Chloe menggeser posisi duduknya, lebih dekat ke arah Harry. Ia menepuk pundak Harry pelan. "Harry, lepaskan apa yang tak bisa kau genggam erat. Makin kau menggenggam, ujungnya akan makin sakit jika takdir tetap membiarkannya lepas dari genggamanmu."

Sebenarnya kata-kata Chloe ada benarnya juga. Eh, ralat, memang benar sepenuhnya.

Tapi.. Apakah semudah itu, merelakan sesuatu yang ingin kita perjuangkan?

"Chloe?" panggil Harry.

"Hmm.." Gadis itu masih menjilat es krim conenya dengan semangat.

"Beri aku satu alasan yang kuat, mengapa aku harus melepasnya?"

Es krim yang disantapnya kini ia letakkan di dalam gelas. Biar saja mencair, toh ia masih punya satu lagi. Yang terpenting saat ini hanyalah, membuka mata saudaranya yang keriting dan menyebalkan itu.

"Kau tau, Harry, bahwa tatapan mata mengalahkan segalanya."

Harry menatap Chloe intens. "Maksudmu?"

"Hanya karena tatapan mata, kita bisa jatuh cinta. Hanya karena tatapan mata, kita merasakan bahagia. Tapi juga hanya karena tatapan mata, kita bisa tahu kalau dia tak mencintai kita."

Lelaki bermata hijau itu menelan ludah. Berusaha mencerna apa kata saudaranya.

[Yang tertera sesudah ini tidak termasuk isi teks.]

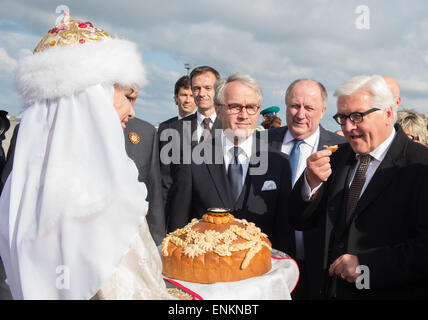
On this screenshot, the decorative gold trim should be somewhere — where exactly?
[128,131,141,144]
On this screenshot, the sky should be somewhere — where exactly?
[0,0,428,131]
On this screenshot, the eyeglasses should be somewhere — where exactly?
[407,134,419,141]
[224,103,260,115]
[333,108,380,126]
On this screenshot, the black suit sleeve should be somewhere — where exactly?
[0,124,19,194]
[147,126,166,245]
[288,172,326,230]
[166,164,192,232]
[157,123,172,205]
[271,153,295,256]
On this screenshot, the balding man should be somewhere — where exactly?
[269,79,346,299]
[383,76,401,109]
[288,75,428,299]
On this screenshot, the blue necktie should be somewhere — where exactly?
[290,139,303,187]
[290,139,305,260]
[227,147,242,202]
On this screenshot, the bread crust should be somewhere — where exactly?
[162,219,272,284]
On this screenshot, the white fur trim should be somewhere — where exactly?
[15,39,146,106]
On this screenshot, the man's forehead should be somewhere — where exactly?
[178,87,192,94]
[337,90,372,108]
[192,71,217,85]
[224,81,257,99]
[290,80,322,99]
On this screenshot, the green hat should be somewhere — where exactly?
[260,106,279,116]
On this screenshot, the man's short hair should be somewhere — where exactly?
[174,76,191,96]
[334,75,397,122]
[397,109,428,144]
[214,73,263,108]
[285,79,328,107]
[190,66,220,84]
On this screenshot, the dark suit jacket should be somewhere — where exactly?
[166,131,293,252]
[1,118,166,245]
[289,125,428,299]
[158,112,222,205]
[268,125,346,299]
[0,123,19,194]
[124,118,166,245]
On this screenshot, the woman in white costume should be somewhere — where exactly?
[0,13,171,299]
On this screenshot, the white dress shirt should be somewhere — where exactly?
[221,131,253,184]
[281,127,320,186]
[196,111,217,141]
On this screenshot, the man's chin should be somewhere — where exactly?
[224,129,254,141]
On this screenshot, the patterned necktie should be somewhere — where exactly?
[346,154,372,225]
[290,139,303,186]
[199,118,211,143]
[290,139,305,260]
[227,147,242,202]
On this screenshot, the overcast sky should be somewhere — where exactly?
[0,0,428,130]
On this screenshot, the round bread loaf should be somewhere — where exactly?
[162,212,272,283]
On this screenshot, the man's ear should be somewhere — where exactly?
[385,106,394,121]
[214,106,221,121]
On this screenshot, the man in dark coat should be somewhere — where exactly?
[268,79,346,299]
[167,74,291,254]
[289,76,428,299]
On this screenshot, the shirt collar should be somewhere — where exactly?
[221,130,254,158]
[355,127,396,162]
[284,126,320,148]
[196,111,217,126]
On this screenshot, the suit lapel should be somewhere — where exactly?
[354,130,410,219]
[205,134,233,209]
[269,126,288,151]
[326,145,355,235]
[317,125,332,151]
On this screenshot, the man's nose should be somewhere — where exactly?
[296,107,306,119]
[342,118,357,132]
[128,107,135,119]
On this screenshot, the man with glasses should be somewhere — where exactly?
[289,75,428,299]
[166,74,291,249]
[269,79,346,299]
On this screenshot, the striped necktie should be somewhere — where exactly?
[227,147,243,202]
[199,118,211,143]
[346,154,372,225]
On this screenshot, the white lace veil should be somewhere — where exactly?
[0,14,169,299]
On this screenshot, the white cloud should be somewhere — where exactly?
[0,48,18,74]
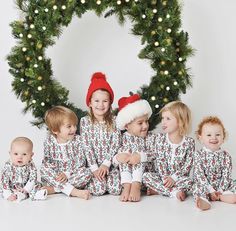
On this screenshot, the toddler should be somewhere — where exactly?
[193,116,236,210]
[80,72,121,195]
[143,101,195,201]
[114,94,155,201]
[40,106,91,200]
[0,137,47,202]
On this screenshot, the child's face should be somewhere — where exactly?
[199,124,224,151]
[126,115,149,137]
[10,142,33,166]
[54,120,77,143]
[89,90,111,119]
[161,111,179,134]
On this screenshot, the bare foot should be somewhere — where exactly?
[41,186,56,195]
[128,182,141,202]
[176,191,186,201]
[220,194,236,204]
[196,197,211,211]
[70,188,91,200]
[147,188,158,196]
[120,183,131,202]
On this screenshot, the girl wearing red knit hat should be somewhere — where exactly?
[80,72,121,195]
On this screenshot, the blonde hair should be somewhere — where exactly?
[88,89,114,131]
[196,116,227,139]
[44,106,78,134]
[11,136,33,150]
[160,101,192,136]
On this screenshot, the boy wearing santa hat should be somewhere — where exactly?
[113,94,155,202]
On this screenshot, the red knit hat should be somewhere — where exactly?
[86,72,114,106]
[116,94,152,130]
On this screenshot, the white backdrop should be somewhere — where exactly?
[0,0,236,170]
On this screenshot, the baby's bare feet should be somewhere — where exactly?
[196,197,211,211]
[120,183,131,202]
[128,182,141,202]
[147,188,158,196]
[176,191,186,201]
[41,186,56,195]
[70,188,91,200]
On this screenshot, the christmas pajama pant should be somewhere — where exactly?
[119,164,143,184]
[143,172,192,197]
[40,166,92,196]
[86,168,121,196]
[192,183,236,201]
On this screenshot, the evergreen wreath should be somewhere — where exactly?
[7,0,193,130]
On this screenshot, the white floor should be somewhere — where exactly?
[0,194,236,231]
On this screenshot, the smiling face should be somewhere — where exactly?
[9,141,33,167]
[126,115,149,137]
[199,123,224,151]
[53,119,77,143]
[89,90,111,121]
[161,110,179,135]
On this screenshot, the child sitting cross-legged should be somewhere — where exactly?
[0,137,47,202]
[40,106,92,200]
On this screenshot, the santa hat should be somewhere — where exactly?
[116,94,152,130]
[86,72,114,106]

"Kau tau, tatapan Shawn pada Lily sangatlah lembut dan penuh kasih--seolah Shawn bersedia melindungi Lily bagaimanapun dan apapun keadaannya," kata Chloe cepat.

Harry masih diam.

"Begitupun sebaliknya... Tatapan Lily mengartikan sebuah kepasrahan--yang berarti bahwa Lily mempercayakan dirinya pada Shawn. Lily yakin Shawn adalah org yang tepat untuknya, yang bisa melindunginya."

Ya, itu logika yang masuk akal.

"Jadi... Lily dan Shawn memang ditakdirkan bersama." Chloe menelan ludahnya, terasa pedih dan penuh luka. "Dan dari tatapan itu pula, kita tahu, jika baik Shawn maupun Chloe, tak pernah mencintai kita. Dan kita harus menghargainya, kita tak boleh memaksakannya."

Harry tersenyum perlahan. Chloe sepertinya bisa membuka mata hati si hati batu ini.

Ya, semoga saja Harry bisa mengiklaskan Lily, layaknya yang Chloe lakukan pada Shawn.

"Chloe, maukah kau menemaniku?''

"Kemana?"

"Ke lapangan golf. Aku ingin merelakannya, meski harus bersembunyi di balik tongkat dan bola golfku."

Tawa mereka berdua meledak. Yang satu es krim, yang satu bola golf. Tapi tak masalah, kan? Toh lihat saja, semua sudah tampak lebih baik, bukan?